Sepsis has also arisen from underwater deliveries, ranging from umbilical and ear infections to septicemia and pneumonia. The source of such infections has been contamination of birthing tubs, hoses, and taps with virulent organisms such as P. aeruginosa and Klebsiella pneumoniae. These bacteria have been found despite careful cleaning of systems between deliveries. Lethal Legionella infection has occurred in an underwater birth reported from Japan and other organisms such as amoeba and Mycobacterium avium have been found in spa baths…

The bottom line is that waterbirth kills babies.

As the death of a newborn from entirely preventable factors is of great concern, parents who elect to have an underwater delivery must be appraised of the risks that characterize an aquatic birth, and should have access to resuscitation equipment to enable rapid suctioning of the airway.
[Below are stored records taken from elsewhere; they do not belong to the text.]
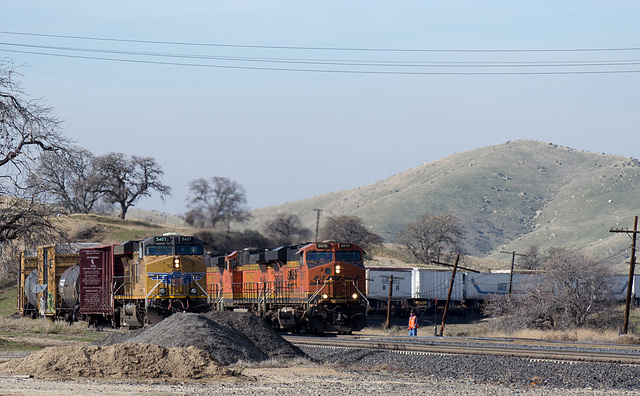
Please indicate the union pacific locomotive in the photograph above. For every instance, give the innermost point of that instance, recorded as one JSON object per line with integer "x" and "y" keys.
{"x": 317, "y": 287}
{"x": 140, "y": 283}
{"x": 129, "y": 284}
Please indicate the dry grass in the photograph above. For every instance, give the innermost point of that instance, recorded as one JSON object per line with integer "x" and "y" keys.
{"x": 574, "y": 335}
{"x": 24, "y": 325}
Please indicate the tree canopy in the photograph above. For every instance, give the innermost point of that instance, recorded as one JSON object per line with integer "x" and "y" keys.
{"x": 432, "y": 236}
{"x": 286, "y": 229}
{"x": 215, "y": 201}
{"x": 125, "y": 180}
{"x": 346, "y": 228}
{"x": 27, "y": 129}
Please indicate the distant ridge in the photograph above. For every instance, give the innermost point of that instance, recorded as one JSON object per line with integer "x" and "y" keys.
{"x": 507, "y": 196}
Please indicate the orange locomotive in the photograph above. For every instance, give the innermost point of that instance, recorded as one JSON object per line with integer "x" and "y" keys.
{"x": 317, "y": 287}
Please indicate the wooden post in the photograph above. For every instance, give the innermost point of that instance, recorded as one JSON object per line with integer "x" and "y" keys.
{"x": 632, "y": 267}
{"x": 388, "y": 324}
{"x": 453, "y": 277}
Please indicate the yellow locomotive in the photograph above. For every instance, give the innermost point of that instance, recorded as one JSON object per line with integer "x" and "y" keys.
{"x": 139, "y": 283}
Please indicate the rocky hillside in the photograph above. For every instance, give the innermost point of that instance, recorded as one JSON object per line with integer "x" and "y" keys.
{"x": 507, "y": 196}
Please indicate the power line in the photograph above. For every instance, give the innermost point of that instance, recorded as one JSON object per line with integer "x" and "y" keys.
{"x": 344, "y": 71}
{"x": 315, "y": 48}
{"x": 338, "y": 62}
{"x": 318, "y": 65}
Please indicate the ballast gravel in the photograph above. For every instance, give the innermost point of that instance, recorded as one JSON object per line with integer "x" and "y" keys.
{"x": 514, "y": 372}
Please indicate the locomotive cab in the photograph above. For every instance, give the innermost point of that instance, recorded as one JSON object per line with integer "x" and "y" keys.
{"x": 175, "y": 269}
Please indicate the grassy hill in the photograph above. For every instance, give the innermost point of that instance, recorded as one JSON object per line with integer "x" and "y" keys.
{"x": 507, "y": 196}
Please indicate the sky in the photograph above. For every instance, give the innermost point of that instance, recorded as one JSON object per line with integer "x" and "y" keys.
{"x": 294, "y": 99}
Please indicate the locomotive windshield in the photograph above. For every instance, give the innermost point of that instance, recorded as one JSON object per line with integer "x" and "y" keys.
{"x": 319, "y": 257}
{"x": 153, "y": 250}
{"x": 189, "y": 249}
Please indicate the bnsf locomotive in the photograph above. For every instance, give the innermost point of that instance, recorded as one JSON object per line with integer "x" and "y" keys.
{"x": 317, "y": 287}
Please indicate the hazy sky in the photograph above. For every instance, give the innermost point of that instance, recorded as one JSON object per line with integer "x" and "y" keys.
{"x": 293, "y": 99}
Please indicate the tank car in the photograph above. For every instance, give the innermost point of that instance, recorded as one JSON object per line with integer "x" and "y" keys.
{"x": 317, "y": 287}
{"x": 137, "y": 283}
{"x": 48, "y": 284}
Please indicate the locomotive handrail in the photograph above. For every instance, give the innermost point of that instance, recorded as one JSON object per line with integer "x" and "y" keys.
{"x": 146, "y": 297}
{"x": 204, "y": 291}
{"x": 360, "y": 293}
{"x": 313, "y": 296}
{"x": 265, "y": 295}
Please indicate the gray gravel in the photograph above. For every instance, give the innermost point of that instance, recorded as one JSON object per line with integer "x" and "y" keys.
{"x": 228, "y": 337}
{"x": 520, "y": 373}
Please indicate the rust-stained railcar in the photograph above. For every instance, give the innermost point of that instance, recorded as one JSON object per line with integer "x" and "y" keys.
{"x": 47, "y": 286}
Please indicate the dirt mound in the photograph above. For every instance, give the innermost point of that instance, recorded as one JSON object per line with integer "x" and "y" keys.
{"x": 227, "y": 337}
{"x": 117, "y": 361}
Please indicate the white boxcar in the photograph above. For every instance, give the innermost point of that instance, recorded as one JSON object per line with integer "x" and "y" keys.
{"x": 480, "y": 285}
{"x": 378, "y": 283}
{"x": 431, "y": 283}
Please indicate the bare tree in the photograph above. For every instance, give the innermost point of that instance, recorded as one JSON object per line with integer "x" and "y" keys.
{"x": 70, "y": 179}
{"x": 431, "y": 236}
{"x": 345, "y": 228}
{"x": 575, "y": 288}
{"x": 215, "y": 201}
{"x": 532, "y": 259}
{"x": 286, "y": 229}
{"x": 27, "y": 129}
{"x": 125, "y": 180}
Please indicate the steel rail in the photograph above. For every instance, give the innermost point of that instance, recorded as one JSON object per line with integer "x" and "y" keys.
{"x": 438, "y": 347}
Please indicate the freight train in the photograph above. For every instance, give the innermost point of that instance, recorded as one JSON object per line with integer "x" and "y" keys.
{"x": 47, "y": 284}
{"x": 413, "y": 287}
{"x": 129, "y": 284}
{"x": 316, "y": 287}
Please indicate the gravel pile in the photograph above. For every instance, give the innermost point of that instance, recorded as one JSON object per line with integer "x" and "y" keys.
{"x": 228, "y": 337}
{"x": 519, "y": 373}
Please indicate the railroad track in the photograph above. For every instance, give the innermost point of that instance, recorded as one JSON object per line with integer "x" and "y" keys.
{"x": 532, "y": 350}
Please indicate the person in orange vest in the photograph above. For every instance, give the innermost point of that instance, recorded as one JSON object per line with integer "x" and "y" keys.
{"x": 413, "y": 323}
The avoidable tragedies of waterbirth cast a harsh light on the fundamental weakness of “natural” childbirth philosophy. “Natural” childbirth advocates pick and choose desired elements of “natural” birth without regard to whether those elements are truly natural. Despite the claims of NCB advocates that their philosophy is “evidence based,” they routinely ignore scientific evidence and make recommendations without ever performing safety testing on those recommendations. Moreover, they are not above fabricating scientific “facts” to bolster claims that have no scientific support. Finally, and most egregiously, babies die as a result of their “advice” and they either don’t know or don’t care.